Ultimately, the idea is that middle class families will save money in a Medicare-for-all system in which they no longer have to pay insurance premiums or deductibles and the country’s per capita healthcare expenditure plummets.

But it’s unclear that there is any way to meet the cost of a government-administered system without raising taxes. Sanders has been clear on that point, as have his advisors.

Harris, is, apparently, living in a different reality. After making a strong case for Medicare-for-all in a sit-down interview with CNN a week ago Tuesday, she said that, while she does support Sanders’ plan, she’s “not in support of middle class families paying more taxes for it.”

How would she pay for it, then?

“Well, part of it is going to have to be about Wall Street paying more,” Harris replied. “It’s going to have to be about looking at how we — and what we tax in terms of financial services.”

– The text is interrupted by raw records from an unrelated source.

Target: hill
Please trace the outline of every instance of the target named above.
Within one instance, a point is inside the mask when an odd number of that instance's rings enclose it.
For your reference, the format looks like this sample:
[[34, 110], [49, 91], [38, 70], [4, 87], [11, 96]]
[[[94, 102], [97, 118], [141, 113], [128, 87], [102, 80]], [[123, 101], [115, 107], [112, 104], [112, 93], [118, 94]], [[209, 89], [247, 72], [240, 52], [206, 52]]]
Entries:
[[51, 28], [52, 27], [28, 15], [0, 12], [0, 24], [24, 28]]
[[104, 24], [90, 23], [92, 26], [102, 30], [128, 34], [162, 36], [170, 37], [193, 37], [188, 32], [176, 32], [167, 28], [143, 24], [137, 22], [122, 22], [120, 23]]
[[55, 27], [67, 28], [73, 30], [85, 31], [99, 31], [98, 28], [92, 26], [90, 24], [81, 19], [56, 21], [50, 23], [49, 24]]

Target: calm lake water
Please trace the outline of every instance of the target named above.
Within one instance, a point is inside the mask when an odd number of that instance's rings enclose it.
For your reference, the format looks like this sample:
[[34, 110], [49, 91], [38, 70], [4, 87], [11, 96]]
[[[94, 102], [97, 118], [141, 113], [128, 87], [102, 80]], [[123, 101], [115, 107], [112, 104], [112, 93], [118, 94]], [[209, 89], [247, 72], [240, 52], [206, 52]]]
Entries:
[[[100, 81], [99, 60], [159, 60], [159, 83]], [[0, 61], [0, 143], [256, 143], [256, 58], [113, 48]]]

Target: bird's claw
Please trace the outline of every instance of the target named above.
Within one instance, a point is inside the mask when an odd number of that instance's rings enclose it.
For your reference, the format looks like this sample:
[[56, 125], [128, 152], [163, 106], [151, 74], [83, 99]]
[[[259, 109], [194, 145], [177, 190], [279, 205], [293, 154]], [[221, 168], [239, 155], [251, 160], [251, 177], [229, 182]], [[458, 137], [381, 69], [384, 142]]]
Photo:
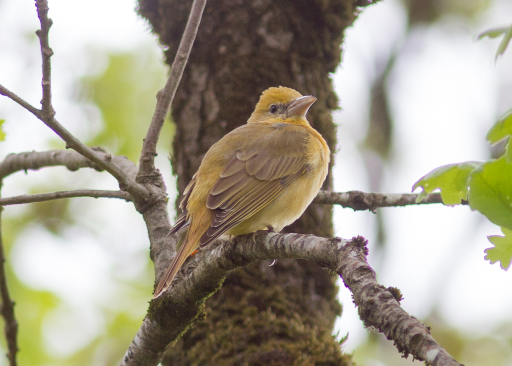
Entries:
[[[268, 233], [276, 233], [277, 232], [274, 230], [274, 228], [270, 225], [267, 225], [266, 230], [256, 230], [256, 231], [252, 233], [252, 242], [254, 244], [256, 243], [256, 235], [259, 235], [260, 234], [267, 234]], [[275, 264], [275, 263], [274, 263]], [[273, 265], [272, 265], [273, 266]]]

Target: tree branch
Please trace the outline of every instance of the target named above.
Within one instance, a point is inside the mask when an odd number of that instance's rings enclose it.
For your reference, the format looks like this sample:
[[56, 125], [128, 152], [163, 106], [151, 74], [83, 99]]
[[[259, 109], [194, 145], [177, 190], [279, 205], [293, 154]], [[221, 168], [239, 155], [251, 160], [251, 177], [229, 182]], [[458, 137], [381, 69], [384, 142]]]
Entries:
[[40, 110], [37, 109], [30, 103], [25, 101], [24, 100], [20, 98], [19, 96], [1, 84], [0, 84], [0, 94], [5, 95], [8, 98], [11, 98], [29, 112], [31, 112], [32, 114], [34, 115], [36, 117], [39, 118], [38, 115], [41, 112]]
[[[126, 156], [114, 156], [107, 154], [99, 148], [96, 149], [96, 154], [102, 158], [114, 161], [128, 175], [134, 178], [138, 171], [137, 166]], [[80, 168], [92, 168], [98, 171], [103, 169], [94, 164], [83, 155], [72, 150], [49, 150], [48, 151], [31, 151], [17, 154], [9, 154], [3, 161], [0, 162], [0, 179], [20, 170], [37, 170], [44, 167], [61, 166], [71, 171]]]
[[157, 106], [151, 120], [151, 124], [144, 139], [144, 144], [140, 154], [139, 165], [140, 174], [147, 175], [155, 171], [155, 157], [157, 155], [157, 142], [163, 126], [165, 117], [169, 111], [169, 108], [174, 99], [174, 95], [178, 86], [181, 80], [183, 70], [188, 59], [192, 49], [192, 45], [196, 39], [197, 30], [201, 23], [206, 0], [194, 0], [188, 20], [185, 31], [181, 37], [178, 52], [170, 68], [169, 77], [164, 88], [157, 95]]
[[59, 191], [50, 193], [24, 194], [21, 196], [7, 197], [0, 198], [0, 206], [10, 205], [31, 204], [34, 202], [43, 202], [53, 199], [71, 198], [75, 197], [92, 197], [95, 198], [106, 197], [121, 198], [125, 201], [131, 201], [132, 198], [127, 192], [124, 191], [101, 191], [94, 189], [81, 189], [74, 191]]
[[[194, 256], [179, 273], [170, 289], [150, 303], [121, 365], [157, 364], [167, 345], [201, 315], [204, 301], [218, 290], [228, 271], [268, 258], [307, 259], [335, 272], [353, 294], [365, 325], [393, 339], [404, 356], [412, 354], [432, 366], [460, 364], [434, 340], [428, 327], [402, 309], [399, 290], [386, 289], [377, 282], [375, 273], [366, 260], [368, 249], [364, 238], [348, 241], [268, 233], [257, 235], [255, 241], [248, 235], [220, 243]], [[158, 263], [162, 268], [156, 269], [156, 273], [161, 275], [166, 264]]]
[[10, 98], [42, 121], [66, 141], [67, 148], [73, 149], [113, 175], [119, 182], [119, 188], [122, 190], [126, 191], [134, 198], [139, 200], [146, 200], [149, 196], [147, 190], [142, 185], [136, 182], [134, 177], [118, 166], [113, 161], [111, 155], [105, 154], [102, 156], [97, 154], [55, 119], [55, 111], [51, 102], [51, 68], [50, 61], [53, 51], [50, 48], [48, 41], [48, 32], [52, 25], [52, 21], [48, 17], [48, 4], [47, 0], [36, 0], [36, 7], [37, 16], [41, 23], [41, 29], [36, 33], [39, 38], [42, 57], [42, 99], [41, 101], [42, 108], [40, 110], [34, 108], [3, 86], [0, 88], [0, 93]]
[[[416, 202], [418, 193], [367, 193], [360, 191], [350, 191], [339, 193], [320, 191], [313, 200], [313, 204], [339, 205], [354, 211], [374, 211], [380, 207], [396, 207], [414, 205], [442, 204], [439, 193], [431, 193], [420, 202]], [[462, 205], [467, 205], [463, 200]]]
[[[2, 180], [0, 179], [0, 186]], [[2, 212], [3, 208], [0, 208], [0, 314], [5, 321], [4, 331], [7, 342], [7, 358], [10, 366], [16, 366], [16, 354], [18, 352], [16, 338], [18, 333], [18, 322], [14, 317], [14, 301], [11, 299], [7, 288], [7, 280], [5, 276], [5, 256], [4, 254], [4, 238], [2, 235]]]
[[42, 57], [42, 106], [41, 112], [45, 119], [51, 119], [55, 115], [55, 111], [52, 106], [51, 65], [50, 58], [53, 54], [53, 51], [50, 48], [48, 42], [48, 32], [53, 22], [48, 18], [48, 3], [46, 0], [36, 0], [37, 9], [37, 17], [41, 24], [41, 29], [35, 32], [39, 37], [41, 45], [41, 55]]

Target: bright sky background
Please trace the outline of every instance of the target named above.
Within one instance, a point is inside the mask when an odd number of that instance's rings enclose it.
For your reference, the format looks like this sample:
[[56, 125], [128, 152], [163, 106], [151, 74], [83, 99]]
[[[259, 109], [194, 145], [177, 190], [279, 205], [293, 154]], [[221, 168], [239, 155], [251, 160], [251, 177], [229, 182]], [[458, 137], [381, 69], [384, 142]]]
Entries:
[[[156, 37], [134, 11], [134, 1], [91, 0], [84, 4], [50, 0], [49, 5], [54, 22], [50, 42], [55, 53], [56, 117], [84, 138], [92, 128], [88, 115], [74, 101], [73, 88], [77, 78], [105, 67], [105, 60], [94, 50], [160, 51]], [[366, 9], [347, 32], [343, 63], [333, 75], [343, 108], [335, 114], [340, 125], [335, 190], [370, 190], [357, 152], [367, 129], [368, 88], [376, 70], [381, 69], [383, 60], [395, 48], [403, 49], [388, 86], [396, 143], [385, 169], [382, 192], [408, 192], [420, 177], [440, 165], [488, 158], [485, 134], [497, 117], [512, 107], [512, 50], [495, 64], [497, 42], [476, 43], [474, 39], [479, 32], [509, 24], [511, 19], [512, 4], [501, 0], [475, 23], [442, 19], [415, 29], [406, 38], [405, 14], [398, 0]], [[0, 84], [38, 107], [40, 60], [34, 32], [38, 27], [33, 1], [0, 0]], [[42, 123], [3, 97], [0, 118], [7, 120], [7, 139], [0, 144], [1, 157], [10, 152], [48, 149], [55, 140]], [[157, 162], [168, 179], [167, 187], [174, 187], [166, 155], [160, 154]], [[76, 187], [117, 189], [116, 182], [105, 174], [55, 171], [30, 173], [28, 178], [15, 174], [6, 180], [3, 195], [27, 193], [33, 179], [50, 187], [56, 181], [65, 186], [73, 182]], [[169, 192], [169, 196], [174, 194]], [[122, 296], [123, 291], [109, 279], [112, 271], [134, 275], [137, 258], [147, 255], [145, 226], [134, 210], [127, 209], [130, 205], [81, 199], [74, 209], [83, 214], [82, 223], [92, 228], [94, 235], [73, 227], [65, 238], [57, 238], [36, 227], [17, 239], [8, 260], [22, 280], [66, 299], [65, 309], [49, 319], [44, 330], [49, 349], [57, 354], [75, 352], [100, 331], [103, 320], [98, 306]], [[24, 209], [9, 208], [6, 214]], [[510, 274], [483, 260], [484, 249], [490, 246], [486, 237], [500, 234], [497, 227], [466, 207], [387, 209], [384, 215], [389, 246], [385, 258], [372, 255], [376, 251], [372, 246], [376, 232], [373, 214], [335, 208], [336, 234], [345, 238], [362, 235], [370, 240], [370, 264], [380, 283], [402, 291], [406, 311], [422, 318], [436, 309], [452, 325], [475, 334], [512, 320], [512, 292], [503, 291], [512, 286]], [[350, 333], [346, 346], [350, 351], [366, 333], [350, 293], [340, 285], [344, 311], [336, 327], [342, 335]], [[78, 328], [83, 331], [73, 331]]]

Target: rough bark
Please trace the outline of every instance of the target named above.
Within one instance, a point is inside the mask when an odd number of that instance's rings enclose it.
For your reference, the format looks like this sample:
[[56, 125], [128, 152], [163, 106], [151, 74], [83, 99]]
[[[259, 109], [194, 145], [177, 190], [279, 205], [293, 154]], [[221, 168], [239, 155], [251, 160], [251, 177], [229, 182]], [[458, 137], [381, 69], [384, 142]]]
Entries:
[[[293, 88], [318, 98], [308, 119], [334, 151], [331, 111], [337, 103], [329, 73], [339, 63], [343, 31], [355, 19], [357, 6], [369, 3], [207, 3], [172, 106], [179, 191], [211, 145], [245, 124], [261, 92], [271, 86]], [[172, 62], [191, 2], [139, 4], [140, 13], [168, 48], [165, 54]], [[330, 174], [324, 189], [331, 186]], [[284, 231], [331, 236], [331, 208], [312, 205]], [[223, 291], [207, 302], [207, 316], [169, 348], [164, 364], [219, 364], [219, 355], [225, 365], [349, 364], [331, 335], [341, 312], [335, 276], [306, 261], [268, 264], [230, 274]], [[244, 321], [248, 316], [250, 321]]]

The idea that the program could be funded through a $30 trillion tax on Wall Street that no one has yet thought of seems quite fantastic. Pressed on this point, on how we could afford Medicare-for-all without a tax hike, Harris delivered a veritable word salad.

“The status quo is not enough,” she said. “So, we have to be open to challenging status quo so that everyone has access to health care and price is not the burden, is not the barrier.”

This is a completely unserious answer. Recognizing that the status quo is not enough when tens of millions of Americans are uninsured or underinsured is a terrific first step — it is not, however, a plan to change the status quo or rectify that injustice.

Of the three other major contenders for the Democratic nomination, Warren supports Medicare-for-all, Pete Buttigieg does not, and Biden really, really does not, to the point where he told a crowd of AARP members that “all the Medicare you have is gone” if the bill passes.

We know where they stand. Harris, on the other hand, wants to have it both ways: to support Medicare-for-all without owning anything connected to it that might be unpopular, whether it’s the outright elimination of private insurance or a potential middle class tax increase.

That’s not leadership. That’s not vision. That’s politics for personal gain, vacuous and wasteful, adherent to a common sense responsible for ensuring that the status quo is not seriously threatened.

Kamala Harris is talented. But she has done nothing significant in her career or her campaign to suggest that, in a country and on a planet in need of radical change, she can deliver anything except for the narrow and the staid.